Closed Bug 792575 Opened 12 years ago Closed 11 years ago

Merge all Latin-based langGroups (x-western, x-central-euro, x-baltic, tr) into a single langGroup

Categories

(Core :: Internationalization, defect)

defect
Not set
normal

Tracking

()

RESOLVED DUPLICATE of bug 756022

People

(Reporter: GPHemsley, Assigned: GPHemsley)

Details

(Whiteboard: [bcp47])

Attachments

(1 file, 1 obsolete file)

Per bug 586085 comment 20, x-central-euro does not contain all the characters necessary to display Kashubian text. It should be changed to x-unicode.

Given the difficulty of finding out this sort of information on the Internet (because I did check), I put together this list:

http://gphemsley.github.com/alphabets/Latn.html#lang:csb

To summarize, these are the non-ASCII characters in the Kashubian alphabet (per Yurek):

éëùòóôąãłżń
ÉËÙÒÓÔĄÃŁŻŃ

While certain subsets of them are in various ISO 8859 encodings, no single ISO 8859 encoding has all of them.
Here's a patch that changes 'csb' from 'x-central-euro' to 'x-unicode'.

However, I notice that 'x-unicode' is actually the default value if none is specified, and 'csb' and 'haw' (also added in bug 586085) are the only ones in the file that list 'x-unicode' explicitly.

Thus, I wonder the following:

(1) Should both 'csb' and 'haw' simply be removed from the list instead?
(2) Should this file have been left alone, leaving all new languages to default to 'x-unicode'?
Assignee: nobody → gphemsley
Status: NEW → ASSIGNED
Attachment #662688 - Flags: review?(smontagu)
Does the current setting actually cause any problems? ISTM that it's more useful (from the point of view of font preferences) to group Kashubian with Central European languages than dump it into the catch-all "Other" (x-unicode).
(In reply to Jonathan Kew (:jfkthame) from comment #2)
> Does the current setting actually cause any problems? ISTM that it's more
> useful (from the point of view of font preferences) to group Kashubian with
> Central European languages than dump it into the catch-all "Other"
> (x-unicode).

Well, I'm increasingly unclear about what it is that langGroup is used for in the first place. Is it related to encoding at all? Or is just an arbitrary way to group formatting preferences?
That's the function that comes to mind, at least. I think all that should be ripped out and re-done in a Unicode- and BCP-47-based way, now that legacy 8-bit charsets are no longer at the heart of text processing (see bug 556237), but in the meantime, I think grouping extended-Latin languages with other "generally similar" extended-Latin languages, regardless of precise character inventory, makes more sense than putting them in the x-unicode bucket.
(In reply to Jonathan Kew (:jfkthame) from comment #4)
> That's the function that comes to mind, at least.
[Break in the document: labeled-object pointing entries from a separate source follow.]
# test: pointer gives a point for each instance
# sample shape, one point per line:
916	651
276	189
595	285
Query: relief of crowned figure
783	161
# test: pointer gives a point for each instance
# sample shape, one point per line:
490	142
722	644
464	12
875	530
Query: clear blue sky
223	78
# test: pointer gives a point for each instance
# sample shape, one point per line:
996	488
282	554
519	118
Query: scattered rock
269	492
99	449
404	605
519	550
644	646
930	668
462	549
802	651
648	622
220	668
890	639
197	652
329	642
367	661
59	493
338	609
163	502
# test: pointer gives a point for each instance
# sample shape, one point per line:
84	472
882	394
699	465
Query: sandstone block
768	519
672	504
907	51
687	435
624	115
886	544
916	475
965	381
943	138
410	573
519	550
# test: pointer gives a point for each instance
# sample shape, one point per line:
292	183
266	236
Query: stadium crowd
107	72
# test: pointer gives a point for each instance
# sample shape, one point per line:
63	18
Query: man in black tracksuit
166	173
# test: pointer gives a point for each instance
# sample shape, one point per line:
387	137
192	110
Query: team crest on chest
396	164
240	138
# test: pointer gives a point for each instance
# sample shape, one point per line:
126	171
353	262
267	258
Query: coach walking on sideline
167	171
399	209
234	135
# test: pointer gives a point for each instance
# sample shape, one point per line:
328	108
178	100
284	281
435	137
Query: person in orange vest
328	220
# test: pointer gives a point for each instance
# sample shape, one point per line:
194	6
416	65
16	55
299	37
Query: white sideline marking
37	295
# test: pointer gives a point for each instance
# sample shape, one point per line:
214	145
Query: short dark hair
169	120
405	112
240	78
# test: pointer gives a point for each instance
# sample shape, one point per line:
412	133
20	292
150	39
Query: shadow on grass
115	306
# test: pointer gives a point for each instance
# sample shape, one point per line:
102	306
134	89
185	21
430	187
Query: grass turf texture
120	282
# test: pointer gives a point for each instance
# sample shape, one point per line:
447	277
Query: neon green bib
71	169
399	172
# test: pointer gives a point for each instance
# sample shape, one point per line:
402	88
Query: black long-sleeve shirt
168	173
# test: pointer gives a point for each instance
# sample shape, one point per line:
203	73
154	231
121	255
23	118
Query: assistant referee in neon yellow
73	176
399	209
I think all that should be
> ripped out and re-done in a Unicode- and BCP-47-based way, now that legacy
> 8-bit charsets are no longer at the heart of text processing (see bug
> 556237), but in the meantime, I think grouping extended-Latin languages with
> other "generally similar" extended-Latin languages, regardless of precise
> character inventory, makes more sense than putting them in the x-unicode
> bucket.

In that case, perhaps it is Hawaiian that needs to change: But what group should it be in? (It uses letters with macrons.)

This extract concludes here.